Management from J.B. Hunt Transport Services acknowledged an inflection point in freight fundamentals on its second-quarter call with analysts Tuesday night, but said that most of its customers are still expecting a good finish to 2022.
“We’re having a seasonally normal July,” Chief Commercial Officer Shelley Simpson said on the call. “We do think that there will be a peak [season], to what extent we’re still not sure. We feel confident in the different areas of our businesses and how we’re having conversations with our customers.”
She noted that the company is still navigating supply chain bottlenecks, mostly at the ports and on the rails, and that labor availability remains a headwind. She said there was some dislocation in the inventories that customers are holding but it appears to be a short-term issue tied to out-of-season items.
“I think our customers are prepared to have a good second half. I haven’t had a lot of feedback on a significant downturn,” Simpson continued.
J.B. Hunt (NASDAQ: JBHT) reported earnings per share of $2.42 for the second quarter. The result was 81 cents higher year over year and beat analysts’ forecasts by 11 cents. Included in the number was $30 million in pretax casualty claims expense stemming from a couple of prior claims that settled above coverage limits. That was partially offset by an $11.6 million workers’ compensation benefit.
Consolidated revenue of $3.84 billion was 32% higher y/y and 21% higher excluding fuel surcharges. Operating income jumped 46% to $353 million.
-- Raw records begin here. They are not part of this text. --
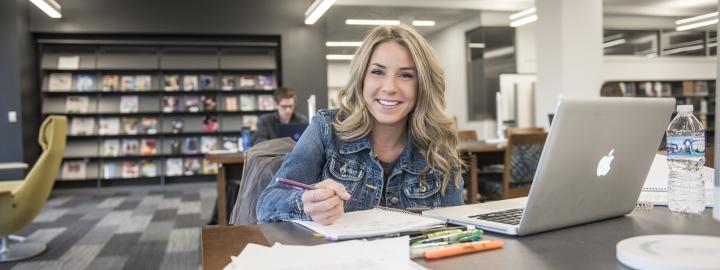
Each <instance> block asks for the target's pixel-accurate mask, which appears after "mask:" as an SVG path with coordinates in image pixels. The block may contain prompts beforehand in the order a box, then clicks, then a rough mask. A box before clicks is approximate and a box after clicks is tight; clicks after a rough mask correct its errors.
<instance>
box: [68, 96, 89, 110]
mask: <svg viewBox="0 0 720 270" xmlns="http://www.w3.org/2000/svg"><path fill="white" fill-rule="evenodd" d="M89 106H90V97H87V96H68V97H66V98H65V111H66V112H68V113H87V112H88V107H89Z"/></svg>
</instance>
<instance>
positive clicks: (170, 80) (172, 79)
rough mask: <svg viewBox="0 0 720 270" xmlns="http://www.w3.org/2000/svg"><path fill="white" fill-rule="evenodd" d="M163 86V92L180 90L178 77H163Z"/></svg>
mask: <svg viewBox="0 0 720 270" xmlns="http://www.w3.org/2000/svg"><path fill="white" fill-rule="evenodd" d="M163 85H164V87H163V90H165V91H178V90H180V75H165V78H164V84H163Z"/></svg>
Intermodal takes share amid network congestion
Rail service issues remained a headwind to intermodal volumes but J.B. Hunt continued to outperform the market. Intermodal loads were 8% higher y/y compared to a 5% decline in intermodal traffic on the Class I railroads. Volumes accelerated throughout the period: up 4% y/y in April, up 9% in May and 10% higher in June.
Container dwell times at the Ports of Los Angeles and Long Beach, California, reached a fresh high at 13.3 days in June, according to the Pacific Merchant Shipping Association. Compared with the May average, the wait time was a full two-day increase for inbound containers awaiting rail service.
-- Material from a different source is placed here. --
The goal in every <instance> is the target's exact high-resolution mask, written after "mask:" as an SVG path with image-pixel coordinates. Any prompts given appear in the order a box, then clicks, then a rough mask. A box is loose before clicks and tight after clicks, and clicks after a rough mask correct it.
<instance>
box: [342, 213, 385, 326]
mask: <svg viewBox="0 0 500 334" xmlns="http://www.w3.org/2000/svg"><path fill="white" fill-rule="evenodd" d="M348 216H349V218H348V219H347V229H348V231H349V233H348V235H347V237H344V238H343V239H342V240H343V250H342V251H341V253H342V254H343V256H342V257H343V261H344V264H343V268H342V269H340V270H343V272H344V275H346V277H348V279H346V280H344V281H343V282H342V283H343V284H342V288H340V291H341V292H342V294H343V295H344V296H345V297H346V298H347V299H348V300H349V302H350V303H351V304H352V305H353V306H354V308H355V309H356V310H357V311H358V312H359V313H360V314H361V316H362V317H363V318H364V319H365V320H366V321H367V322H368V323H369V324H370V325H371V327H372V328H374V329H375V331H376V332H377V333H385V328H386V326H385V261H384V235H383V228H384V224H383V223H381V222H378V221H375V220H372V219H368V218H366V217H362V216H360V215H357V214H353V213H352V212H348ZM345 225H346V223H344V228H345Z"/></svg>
The number of loads per J.B. Hunt container was only off slightly y/y during the quarter at 5x, a slight improvement from the 4.8x recorded in the first quarter.
Intermodal revenue increased 42% y/y to $1.83 billion. Revenue per load was up 32% with cost per load climbing 31%. Excluding the impact of fuel surcharges, revenue per load increased 20% y/y. The operating ratio improved 60 basis points to 88.9%. The result included $7.7 million in net insurance-related expenses.
J.B. Hunt has an initiative in place to grow its intermodal fleet to 150,000 within the next five years. That compares to the 109,000 units it operated on average in the recent quarter. The company also expects to benefit from improving fluidity in the West as carrier Knight-Swift Transportation (NYSE: KNX) has already left BNSF and Schneider (NYSE: SNDR) will be leaving by year-end.
J.B. Hunt will also soon have transloading capabilities on both coasts. On Wednesday, it announced plans to open a site to serve Southern California ports, moving international cargoes into 53-foot trailers. Last year it launched a similar service to ease congestion around the New York metro area.
“Collectively, us and our rail providers all understand that there’s additional demand, additional revenue and additional volume waiting on us to improve our service,” Darren Field, president of intermodal, stated. “I do anticipate that we’re going to see some improvements during the second half of the year.”
Dedicated seeing no demand weakness
“We talked last quarter about seeing solid momentum in the business, and that remains the case today as we continue to onboard new business,” said Nick Hobbs, COO and president of contract services.
The dedicated unit has added nearly 2,200 revenue-producing trucks over the past year. Second-quarter revenue increased 39% y/y to $863 million as loads were up 13% and revenue per truck per week was up 14%. Excluding fuel surcharges, revenue per truck per week was up 5%. The impact from higher rates was partially muted as new customer startup costs provided an overhang.
The division’s OR deteriorated 240 bps to 89.7% due to wage and comp increases, recruiting expenses, new account startup costs, and an uptick in bad debt expense, among other items. Higher fuel prices presented at least a 100-bp headwind to dedicated margins in the period, management said.
Brokerage, truckload and final-mile contribute to revenue and operating income growth
Brokerage revenue was up 3% y/y to $623 million. Loads were down 3% but revenue per load increased 5%. The biggest decline in volumes occurred in April, with load counts improving since. Of note, brokerage revenue did decline 1% y/y on the 360 platform. The division’s gross margin improved 570 bps to 16.2% and operating income was 8 times higher at $24 million. The result included $6.7 million of net pretax insurance expense.
Final-mile revenue increased 20% with operating income up by a similar amount at $13 million. Truckload revenue increased nearly 50% with a 90.7% OR, 160 bps better y/y.